A range of strategies can help to slow the growth of emissions from trucks and buses.
The first step is to establish vehicle efficiency and CO2 emissions standards for HDVs. China, India, Japan, and the European Union have all established or extended existing standards, and Brazil, Mexico and South Korea are in various stages of developing policies as well.
Green Freight Programmes, which promote business and operational efficiency as well as efficient technologies and best practices, can complement such standards by provide further incentives for excellence in operational and technical efficiency.

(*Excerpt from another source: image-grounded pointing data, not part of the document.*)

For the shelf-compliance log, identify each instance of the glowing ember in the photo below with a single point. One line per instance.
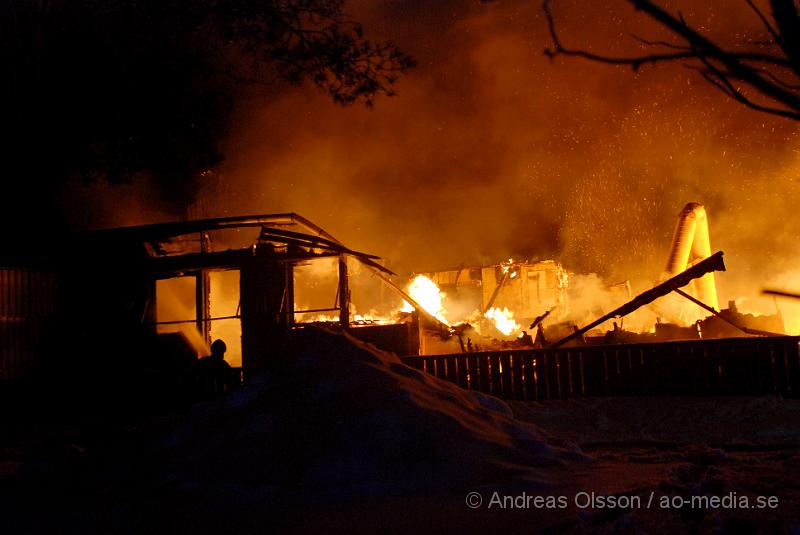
(425, 292)
(503, 320)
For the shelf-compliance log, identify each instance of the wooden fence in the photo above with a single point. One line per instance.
(734, 366)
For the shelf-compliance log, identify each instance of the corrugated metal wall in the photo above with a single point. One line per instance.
(28, 299)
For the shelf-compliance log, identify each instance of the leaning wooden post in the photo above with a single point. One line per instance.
(344, 293)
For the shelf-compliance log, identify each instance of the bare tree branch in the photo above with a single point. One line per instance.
(757, 75)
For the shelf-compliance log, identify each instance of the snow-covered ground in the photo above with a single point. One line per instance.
(348, 439)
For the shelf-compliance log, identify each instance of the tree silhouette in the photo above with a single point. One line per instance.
(107, 89)
(761, 74)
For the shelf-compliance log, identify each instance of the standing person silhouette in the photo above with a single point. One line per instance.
(213, 373)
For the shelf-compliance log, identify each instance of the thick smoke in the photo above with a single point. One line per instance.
(490, 150)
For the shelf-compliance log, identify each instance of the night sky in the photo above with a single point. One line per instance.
(491, 150)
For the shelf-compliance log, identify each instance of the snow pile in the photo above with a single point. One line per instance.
(350, 420)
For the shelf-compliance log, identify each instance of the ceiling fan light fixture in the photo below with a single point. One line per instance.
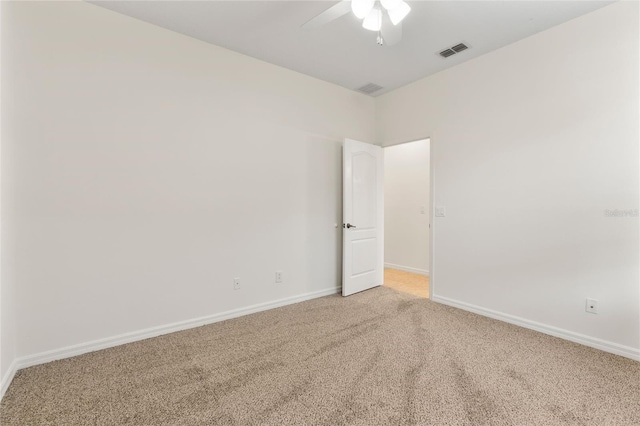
(362, 8)
(373, 21)
(398, 13)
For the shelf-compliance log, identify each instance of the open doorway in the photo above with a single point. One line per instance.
(407, 217)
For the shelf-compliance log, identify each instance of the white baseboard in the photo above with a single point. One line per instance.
(407, 269)
(603, 345)
(109, 342)
(8, 378)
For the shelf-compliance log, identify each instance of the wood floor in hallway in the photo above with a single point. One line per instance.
(407, 282)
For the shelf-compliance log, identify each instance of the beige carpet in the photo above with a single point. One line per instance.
(376, 358)
(407, 282)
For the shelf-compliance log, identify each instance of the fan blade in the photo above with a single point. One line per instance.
(391, 34)
(334, 12)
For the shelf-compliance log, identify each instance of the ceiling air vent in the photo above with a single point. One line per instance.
(453, 50)
(459, 47)
(447, 52)
(369, 88)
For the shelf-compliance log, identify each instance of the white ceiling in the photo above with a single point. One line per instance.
(344, 53)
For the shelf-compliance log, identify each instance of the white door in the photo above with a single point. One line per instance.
(362, 216)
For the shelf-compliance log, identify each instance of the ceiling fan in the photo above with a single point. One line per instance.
(383, 16)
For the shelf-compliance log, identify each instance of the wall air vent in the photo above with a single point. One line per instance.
(369, 88)
(453, 50)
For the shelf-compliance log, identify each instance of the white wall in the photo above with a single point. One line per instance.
(531, 144)
(8, 329)
(150, 169)
(406, 206)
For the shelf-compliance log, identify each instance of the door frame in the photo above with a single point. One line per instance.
(432, 208)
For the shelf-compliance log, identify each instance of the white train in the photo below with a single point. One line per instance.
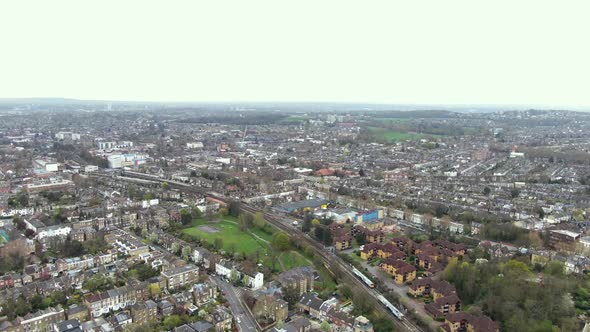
(390, 306)
(366, 280)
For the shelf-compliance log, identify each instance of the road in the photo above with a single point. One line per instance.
(246, 322)
(334, 263)
(331, 261)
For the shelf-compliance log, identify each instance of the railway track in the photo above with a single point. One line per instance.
(335, 262)
(330, 260)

Finally, while urban buses are primed to continue to be of the great success stories of rapid EV market uptake, finding alternatives to diesel in heavier truck segments will require dedicated policy efforts. Charting viable alternatives to diesel for heavy-duty trucks with regional and long-haul missions, which account for three-quarters of heavy-duty vehicle fuel consumption, will be particularly challenging.
Last updated Mar 27, 2020
Heavy-duty vehicle sales in countries with adopted fuel economy (and/or GHG/CO2) standards
Momentum has been growing around policy coverage for heavy-duty vehicles
Emissions from trucks and buses have risen at a rate of 2.2% annually since 2000. While policy coverage for heavy-duty vehicles (HDVs) still lags behind that of light-duty vehicles, policy momentum has been growing. With new policies adopted in India in 2018, and in the EU expected in July 2019, more than half of HDVs sold worldwide will be covered by fuel economy and CO2 emissions standards. To achieve the Sustainable Development Scenario, more countries must adopt standards, and existing ones must become more comprehensive and stringent.